Later that night after our staff meeting, we would all be together at an office holiday party just like the 14 killed at their San Bernardino office party. Daily, we will gather in our conference room, much like the staff at Charlie Hebdo must have done the morning 11 of them were killed by gunmen. I’m on the Board of Planned Parenthood, and every time I’ve entered their building or sat in a meeting, I’ve wondered if that was the day a crazy person would walk in with a military-grade weapon, just like in Colorado Springs two weeks ago. Those thoughts extend to malls, movie theaters and even schools.
There are important reasons for governmental authorities to distinguish between acts of terror, and other violent crimes. That being said, for the rest of us it’s all terrorism. It is gun terror.
On Nov. 7, a 5-year-old in Ohio was shot and killed when one of 10 bullets that was fired on the street outside his house found him while he was playing on his living room floor.
It is not responsible gun owners who are to blame. I regret that most gun owners — those who are responsible, careful, trained and don’t pack it every time they go to the grocery store — are looped-in to the class of gun nuts who think Obama is coming to take their guns, who run out to hoard weapons and ammo after every mass shooting, and those who oppose any reasonable, rational measures by the government to curb the flow of mass-killing machines to terrorists, gangs, criminals and the mentally ill. I hate the political cliché of a “common-sense approach,” but this is truly common sense stuff. Responsible, mature gun owners understand that.

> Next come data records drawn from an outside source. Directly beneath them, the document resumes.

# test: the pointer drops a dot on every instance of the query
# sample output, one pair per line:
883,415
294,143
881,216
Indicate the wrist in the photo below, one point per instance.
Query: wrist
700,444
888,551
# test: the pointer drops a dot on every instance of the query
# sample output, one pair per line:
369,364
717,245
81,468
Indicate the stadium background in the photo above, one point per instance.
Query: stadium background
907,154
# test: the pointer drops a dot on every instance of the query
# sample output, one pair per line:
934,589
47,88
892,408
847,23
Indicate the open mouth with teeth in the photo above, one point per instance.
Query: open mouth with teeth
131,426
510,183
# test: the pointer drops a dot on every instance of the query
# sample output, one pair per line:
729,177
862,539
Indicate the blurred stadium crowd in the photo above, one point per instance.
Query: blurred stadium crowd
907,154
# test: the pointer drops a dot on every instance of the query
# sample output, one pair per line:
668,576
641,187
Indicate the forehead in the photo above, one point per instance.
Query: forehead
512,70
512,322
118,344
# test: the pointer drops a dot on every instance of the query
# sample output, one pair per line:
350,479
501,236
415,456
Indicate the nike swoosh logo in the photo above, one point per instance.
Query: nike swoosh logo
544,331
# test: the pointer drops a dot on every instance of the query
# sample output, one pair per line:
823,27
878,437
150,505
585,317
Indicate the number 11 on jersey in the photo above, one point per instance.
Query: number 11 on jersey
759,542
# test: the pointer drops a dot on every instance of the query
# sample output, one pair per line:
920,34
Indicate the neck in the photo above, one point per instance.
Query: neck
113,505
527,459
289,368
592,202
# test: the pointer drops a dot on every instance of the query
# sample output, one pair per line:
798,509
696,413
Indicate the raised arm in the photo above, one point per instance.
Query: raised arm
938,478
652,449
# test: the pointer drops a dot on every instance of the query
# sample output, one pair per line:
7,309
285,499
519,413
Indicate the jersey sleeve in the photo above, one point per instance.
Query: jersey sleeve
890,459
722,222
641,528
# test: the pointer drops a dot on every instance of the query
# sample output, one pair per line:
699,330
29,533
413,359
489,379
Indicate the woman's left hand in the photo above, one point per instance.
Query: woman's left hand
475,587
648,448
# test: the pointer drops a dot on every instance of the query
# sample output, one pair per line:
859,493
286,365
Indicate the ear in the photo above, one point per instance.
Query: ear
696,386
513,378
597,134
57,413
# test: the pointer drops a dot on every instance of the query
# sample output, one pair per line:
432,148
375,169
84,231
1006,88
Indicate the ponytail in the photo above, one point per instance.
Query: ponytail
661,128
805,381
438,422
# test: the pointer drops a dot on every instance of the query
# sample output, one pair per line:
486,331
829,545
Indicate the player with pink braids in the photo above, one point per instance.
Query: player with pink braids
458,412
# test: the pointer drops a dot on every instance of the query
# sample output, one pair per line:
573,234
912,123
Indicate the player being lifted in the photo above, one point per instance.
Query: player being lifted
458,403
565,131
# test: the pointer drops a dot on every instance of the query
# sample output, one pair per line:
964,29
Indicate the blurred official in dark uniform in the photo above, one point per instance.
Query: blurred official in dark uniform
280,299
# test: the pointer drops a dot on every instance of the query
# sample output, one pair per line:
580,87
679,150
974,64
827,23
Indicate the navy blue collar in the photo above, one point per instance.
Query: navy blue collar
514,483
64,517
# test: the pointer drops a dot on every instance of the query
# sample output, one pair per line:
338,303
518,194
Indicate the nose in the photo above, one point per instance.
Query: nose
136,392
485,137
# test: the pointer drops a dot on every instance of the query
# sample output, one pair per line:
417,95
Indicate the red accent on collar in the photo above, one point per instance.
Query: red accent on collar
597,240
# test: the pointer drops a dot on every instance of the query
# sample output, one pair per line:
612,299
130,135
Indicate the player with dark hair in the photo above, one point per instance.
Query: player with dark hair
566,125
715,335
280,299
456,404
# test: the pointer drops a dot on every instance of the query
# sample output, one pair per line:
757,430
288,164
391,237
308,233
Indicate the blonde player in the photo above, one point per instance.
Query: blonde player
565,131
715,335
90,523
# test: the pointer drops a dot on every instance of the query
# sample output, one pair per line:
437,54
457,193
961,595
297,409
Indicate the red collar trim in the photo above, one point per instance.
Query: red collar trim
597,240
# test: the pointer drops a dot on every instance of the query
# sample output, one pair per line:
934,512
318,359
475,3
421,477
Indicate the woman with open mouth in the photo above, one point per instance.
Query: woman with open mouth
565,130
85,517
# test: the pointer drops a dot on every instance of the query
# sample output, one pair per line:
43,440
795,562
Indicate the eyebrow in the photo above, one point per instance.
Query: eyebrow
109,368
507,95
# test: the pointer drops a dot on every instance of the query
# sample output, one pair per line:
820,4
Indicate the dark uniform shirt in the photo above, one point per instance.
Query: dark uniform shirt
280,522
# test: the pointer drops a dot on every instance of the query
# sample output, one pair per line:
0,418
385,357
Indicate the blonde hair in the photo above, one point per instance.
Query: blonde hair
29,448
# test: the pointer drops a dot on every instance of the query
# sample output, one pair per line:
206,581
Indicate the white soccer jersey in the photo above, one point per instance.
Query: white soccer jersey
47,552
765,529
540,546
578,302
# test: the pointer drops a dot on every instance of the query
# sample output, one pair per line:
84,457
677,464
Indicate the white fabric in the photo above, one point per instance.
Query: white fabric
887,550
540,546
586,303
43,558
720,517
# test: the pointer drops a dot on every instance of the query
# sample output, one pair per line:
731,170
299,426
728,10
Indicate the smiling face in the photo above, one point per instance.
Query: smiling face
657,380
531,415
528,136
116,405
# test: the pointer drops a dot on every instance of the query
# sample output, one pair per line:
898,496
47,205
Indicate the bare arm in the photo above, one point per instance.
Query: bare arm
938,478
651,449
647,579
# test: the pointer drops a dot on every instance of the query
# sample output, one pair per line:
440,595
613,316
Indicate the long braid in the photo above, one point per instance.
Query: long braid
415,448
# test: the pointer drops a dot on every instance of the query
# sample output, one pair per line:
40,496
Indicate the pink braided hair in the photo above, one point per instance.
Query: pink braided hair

On Nov. 12, a 9-year-old boy in Detroit shot and killed himself with a shotgun.
The problem is not gun owners, it’s the NRA, who recklessly obstruct any action that might slow gun violence, and refuses to help find workable solutions that could improve a deplorable situation. The problem is the gun manufacturer, Armalite, who advertises on the NRA’s website, “Stay on top of the food chain,” with the image of an AR-10, assault rifle and a 20-round magazine. The problem is the Kentucky Concealed Carry Coalition (KCCC), who doesn’t care about downtown Louisville, but will sue the KFC YUM! Center if it doesn’t allow firearms at its events. The problem is the KCCC conducting a $5 gun raffle. That’s right, for $5 damn dollars you could win an IWI Tavor, the weapon used by the Israeli Defense Force infantry and special forces. Oh, and it comes with a 30-round clip.
On Nov. 12, a 2-year-old toddler was shot in the face while playing with his twin brother. Apparently the gun just went off.
Any presidential candidate whose response to mass shootings — whether in Paris or Planned Parenthood, Colorado Springs or an Ohio living room — who responds with talk of thoughts and prayers, owes us some thoughts to go with their prayers. If they respond with talk about researching and addressing mental illness, then at least do something to research and address mental illness. If they respond by criticizing President Obama’s language, then they are not serious people and should not be considered for higher office. We need change in action, not rhetoric.
On Nov. 29, a 6-year-old girl shot herself in the head. She found the loaded gun in the family’s sofa. That makes five cases of children who were shot and killed in November alone; there were more, but I ran out of paragraphs. According to the Center for Disease Control from 2007-2011 an average of 62 children under the age of 14 — that’s more frequent than one every six days — were accidentally killed each year. I include them as a reminder that for every mass shooting, another month passes, and another five children die from guns.
The best news in a long time came yesterday, however, when the Supreme Court refused to hear a challenge to a local assault weapons ban in a Chicago suburb. This implies that the Court is giving approval, albeit unspecified, to states and cities who choose to impose a strict ban on guns of mass destruction. The Chicago ordinance banned some specified models, but also included semiautomatic assault rifles, generally, as well as high-capacity (over 10-round) magazines.
Mayor Greg Fischer and the Metro Council needs to move to introduce similar legislation immediately.